Except you’d then have to willfully ignore how fully committed Platt is to presenting this stifled young man, and the way getting something approaching a connection to other people allows him to channel a world of hurt and want and joy and grief though Hansen. I keep going back to a scene during the song “Words Fail,” in which he gets to the crescendo and the line “the worst of me!” His voice cracks, his face crumbles, and his entire body turns into the equivalent of one giant, wracked shriek. You don’t see a man pretending to be a vulnerable, closed-off boy.
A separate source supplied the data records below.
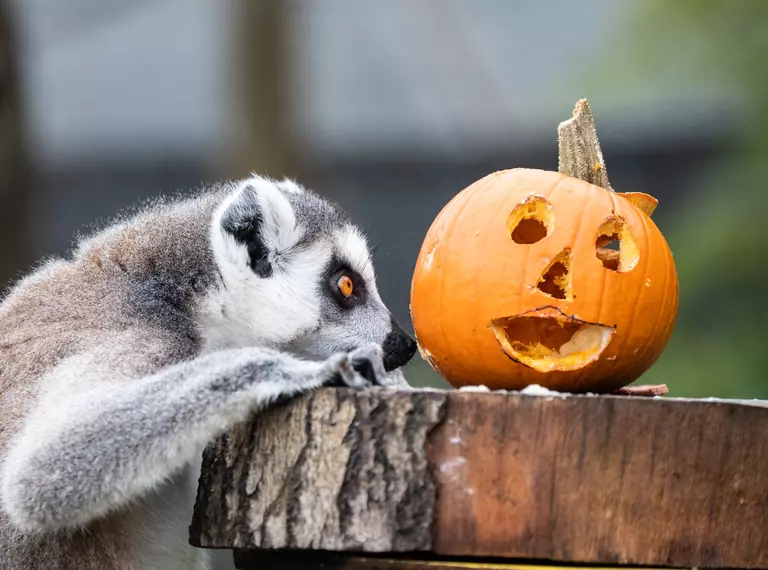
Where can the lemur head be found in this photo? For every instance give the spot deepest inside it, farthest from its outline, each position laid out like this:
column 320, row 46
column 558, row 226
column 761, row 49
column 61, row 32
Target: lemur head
column 296, row 274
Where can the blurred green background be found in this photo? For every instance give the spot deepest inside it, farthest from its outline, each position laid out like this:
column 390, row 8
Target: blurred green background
column 391, row 108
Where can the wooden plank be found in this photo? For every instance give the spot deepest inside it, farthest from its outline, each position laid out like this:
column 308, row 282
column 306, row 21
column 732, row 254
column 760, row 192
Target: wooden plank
column 337, row 470
column 578, row 479
column 603, row 480
column 316, row 561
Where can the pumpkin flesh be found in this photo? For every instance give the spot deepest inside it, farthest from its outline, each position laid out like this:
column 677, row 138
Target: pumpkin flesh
column 474, row 276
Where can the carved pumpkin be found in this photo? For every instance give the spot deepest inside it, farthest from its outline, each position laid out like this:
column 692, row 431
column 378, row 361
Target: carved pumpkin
column 535, row 277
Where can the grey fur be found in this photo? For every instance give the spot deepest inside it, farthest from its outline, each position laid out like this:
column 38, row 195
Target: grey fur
column 118, row 365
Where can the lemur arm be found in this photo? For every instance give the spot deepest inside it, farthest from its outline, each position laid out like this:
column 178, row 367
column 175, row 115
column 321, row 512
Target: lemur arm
column 85, row 456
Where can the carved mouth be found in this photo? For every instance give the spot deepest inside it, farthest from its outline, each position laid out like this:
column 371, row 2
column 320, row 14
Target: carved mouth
column 547, row 339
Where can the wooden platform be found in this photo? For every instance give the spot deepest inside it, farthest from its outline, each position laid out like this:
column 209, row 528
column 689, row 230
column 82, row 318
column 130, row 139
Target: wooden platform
column 474, row 476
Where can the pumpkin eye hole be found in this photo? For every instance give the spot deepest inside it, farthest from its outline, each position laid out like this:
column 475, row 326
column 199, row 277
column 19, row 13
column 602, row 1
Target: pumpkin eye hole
column 531, row 221
column 615, row 247
column 346, row 286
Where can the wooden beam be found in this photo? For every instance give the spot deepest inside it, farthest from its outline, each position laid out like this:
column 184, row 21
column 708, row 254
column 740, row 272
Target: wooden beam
column 572, row 479
column 245, row 560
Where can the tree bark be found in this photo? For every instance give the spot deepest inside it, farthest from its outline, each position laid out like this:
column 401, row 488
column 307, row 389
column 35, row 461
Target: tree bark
column 570, row 479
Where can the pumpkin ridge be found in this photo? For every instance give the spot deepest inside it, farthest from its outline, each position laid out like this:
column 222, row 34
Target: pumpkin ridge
column 646, row 260
column 443, row 273
column 664, row 297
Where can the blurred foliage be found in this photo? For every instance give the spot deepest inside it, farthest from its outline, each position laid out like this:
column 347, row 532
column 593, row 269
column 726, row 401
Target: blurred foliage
column 719, row 243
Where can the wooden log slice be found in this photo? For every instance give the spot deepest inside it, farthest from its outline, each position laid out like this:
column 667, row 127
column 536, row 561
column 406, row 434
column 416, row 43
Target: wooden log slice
column 570, row 479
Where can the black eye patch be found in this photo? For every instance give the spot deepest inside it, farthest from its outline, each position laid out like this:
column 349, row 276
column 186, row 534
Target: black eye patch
column 334, row 275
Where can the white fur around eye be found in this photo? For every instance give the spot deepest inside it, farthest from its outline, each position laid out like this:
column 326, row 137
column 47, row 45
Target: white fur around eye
column 353, row 249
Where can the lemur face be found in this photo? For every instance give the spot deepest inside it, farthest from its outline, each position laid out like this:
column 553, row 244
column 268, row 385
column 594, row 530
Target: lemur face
column 296, row 275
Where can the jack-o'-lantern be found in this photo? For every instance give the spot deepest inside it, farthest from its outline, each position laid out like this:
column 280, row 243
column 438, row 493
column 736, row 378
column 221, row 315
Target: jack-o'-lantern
column 537, row 277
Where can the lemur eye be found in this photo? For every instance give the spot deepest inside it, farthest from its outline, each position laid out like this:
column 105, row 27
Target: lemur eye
column 345, row 285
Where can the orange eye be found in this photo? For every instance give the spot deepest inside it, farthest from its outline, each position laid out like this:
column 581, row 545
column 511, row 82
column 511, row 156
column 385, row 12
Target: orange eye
column 345, row 285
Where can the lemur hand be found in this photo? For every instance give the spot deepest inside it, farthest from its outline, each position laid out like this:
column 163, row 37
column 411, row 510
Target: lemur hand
column 361, row 368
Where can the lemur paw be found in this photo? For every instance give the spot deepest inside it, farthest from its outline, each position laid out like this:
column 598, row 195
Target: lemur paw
column 361, row 368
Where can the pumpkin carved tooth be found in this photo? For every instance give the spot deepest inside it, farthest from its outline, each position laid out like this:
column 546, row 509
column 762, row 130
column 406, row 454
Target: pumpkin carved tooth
column 551, row 340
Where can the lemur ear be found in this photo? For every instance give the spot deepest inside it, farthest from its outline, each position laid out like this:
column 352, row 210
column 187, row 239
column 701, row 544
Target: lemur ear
column 260, row 217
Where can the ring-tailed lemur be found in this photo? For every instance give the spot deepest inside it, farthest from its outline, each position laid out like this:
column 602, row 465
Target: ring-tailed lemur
column 119, row 365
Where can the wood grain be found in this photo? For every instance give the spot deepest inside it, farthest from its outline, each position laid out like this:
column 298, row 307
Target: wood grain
column 596, row 480
column 604, row 480
column 334, row 470
column 324, row 561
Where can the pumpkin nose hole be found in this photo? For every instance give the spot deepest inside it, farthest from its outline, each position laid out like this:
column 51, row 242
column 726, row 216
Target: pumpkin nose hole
column 556, row 279
column 615, row 247
column 532, row 220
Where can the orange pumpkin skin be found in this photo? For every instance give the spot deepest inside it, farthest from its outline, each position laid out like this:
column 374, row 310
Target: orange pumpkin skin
column 470, row 274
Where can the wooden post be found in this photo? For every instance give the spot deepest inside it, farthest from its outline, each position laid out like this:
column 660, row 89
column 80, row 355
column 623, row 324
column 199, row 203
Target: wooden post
column 14, row 175
column 412, row 474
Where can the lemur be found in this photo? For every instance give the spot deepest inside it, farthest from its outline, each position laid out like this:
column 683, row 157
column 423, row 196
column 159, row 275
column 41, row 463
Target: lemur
column 119, row 363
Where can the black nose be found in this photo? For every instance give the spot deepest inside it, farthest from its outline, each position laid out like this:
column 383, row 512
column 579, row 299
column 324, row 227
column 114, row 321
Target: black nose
column 399, row 347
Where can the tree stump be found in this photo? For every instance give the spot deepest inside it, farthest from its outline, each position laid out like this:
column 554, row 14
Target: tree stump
column 472, row 476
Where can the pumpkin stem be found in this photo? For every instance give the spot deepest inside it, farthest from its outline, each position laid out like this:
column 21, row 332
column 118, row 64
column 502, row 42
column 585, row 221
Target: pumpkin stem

You see someone who knows he’s given in to temptation and whose worst fears have come true. You see Evan Hansen, all of his flaws and desires and self-loathing laid bare. And there are enough of these goosebump-inducing, epiphanic moments courtesy of the actor that you see why people might love this film as well as cringe at it. Platt does not ruin the movie. He singlehandedly gives it a voice.